Ora, é óbvio que as construtoras farão empreendimentos para as faixas 3 e 4 nos melhores bairros – inclusive na pretensa retomada do centro do Recife – cobertas sob o manto da “política de habitação de interesse social”. Isso contraria a própria diretriz nacional dessa política, que trata expressamente as populações socialmente vulneráveis como segmento prioritário de qualquer política de habitação de interesse social. Como uma lei que sequer garante isso pode se arrogar o direito de autodeclarar-se centrada na ideia de democratizar a moradia para os pobres nos melhores territórios da cidade? Mais grave ainda quando constatamos que 80% da população que sofre com o déficit habitacional na região metropolitana está na faixa 1, o que não é muito diferente no Recife.

Além disso, é muito importante que lembremos que política de habitação não se faz apenas com novas construções. Experiencias em alguns países mostram a importância do setor público regular firmemente o mercado imobiliário impedindo o aumento extraordinário no preço dos aluguéis. Recife, a terceira cidade com os aluguéis mais caros do país, segue o caminho de rendição cada vez maior aos interesses desse mercado.

Por fim, as Zeis, Zonas Especiais de Interesse Social, que entre 2013 e 2020 tiveram um
Investimento pífio da prefeitura, cerca de apenas R$ 400mil por ano. Para se ter uma ideia do contraste de prioridades, somente este ano a prefeitura gastou mais de R$ 50 milhões em publicidade. Na nova Lei, enfim, uma boa notícia: serão criadas mais 16 Zeis na cidade, o que é bom! Assim como a ampliação das áreas de preservação histórica. É preciso, porém, saber se essas áreas serão de fato respeitadas, especialmente as Zeis, que são os territórios socialmente mais vulneráveis da cidade. Nos últimos anos ações de despejo tem ocorrido nessas áreas, o que não deveria acontecer, já que são, como o nome indica, zonas de proteção especial.

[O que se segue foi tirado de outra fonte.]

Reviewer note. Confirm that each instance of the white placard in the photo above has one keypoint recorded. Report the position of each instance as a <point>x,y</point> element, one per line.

Foi o caso da Vila Esperança, em Monteiro. Essa comunidade que ocupava há décadas espaço num dos territórios mais desejados da cidade está sendo destruída. Aliás, seus moradores não serão realocados para áreas nobres daquele bairro. Ao invés do novo parque na 17 de agosto feito para o desfrute da classe média, por que não se usou o terreno para realocar essas famílias pobres, as tornando vizinhas de prédio dos ricos, já que o discurso de habitação da prefeitura é tão bonito? Sabemos porque. Que a ampliação das Zeis ocorra com a retomada de investimento e o respeito ao caráter protetivo especial desses territórios.

Não menos importante, isso tudo foi feito sem a devida participação popular. Recife já não tem política de participação social há muito tempo, desde o fim do Orçamento Participativo em 2013. Numa cidade tão complexa e desigual, a inexistência de uma política real, consistente e articulada de participação e controle social é um vexame. Política de participação não deve ser tocada no improviso. É preciso haver canais reais e articulados de participação, que envolvam todo o governo e possibilitem à sociedade como um todo não só ser ouvida, mas participar efetivamente das decisões sobre os rumos da cidade.

A nova Lei de Uso do Solo não teve participação popular efetiva em sua formulação e acabamento. O fato de terem sido feitas algumas escutas localizadas anos atrás e de se ouvir um ou outro técnico não faz desse processo algo participativo. A prefeitura realizou uma audiência maior esse ano e a câmara uma única escuta em audiência. É muito pouco, é quase nada. É para inglês ver.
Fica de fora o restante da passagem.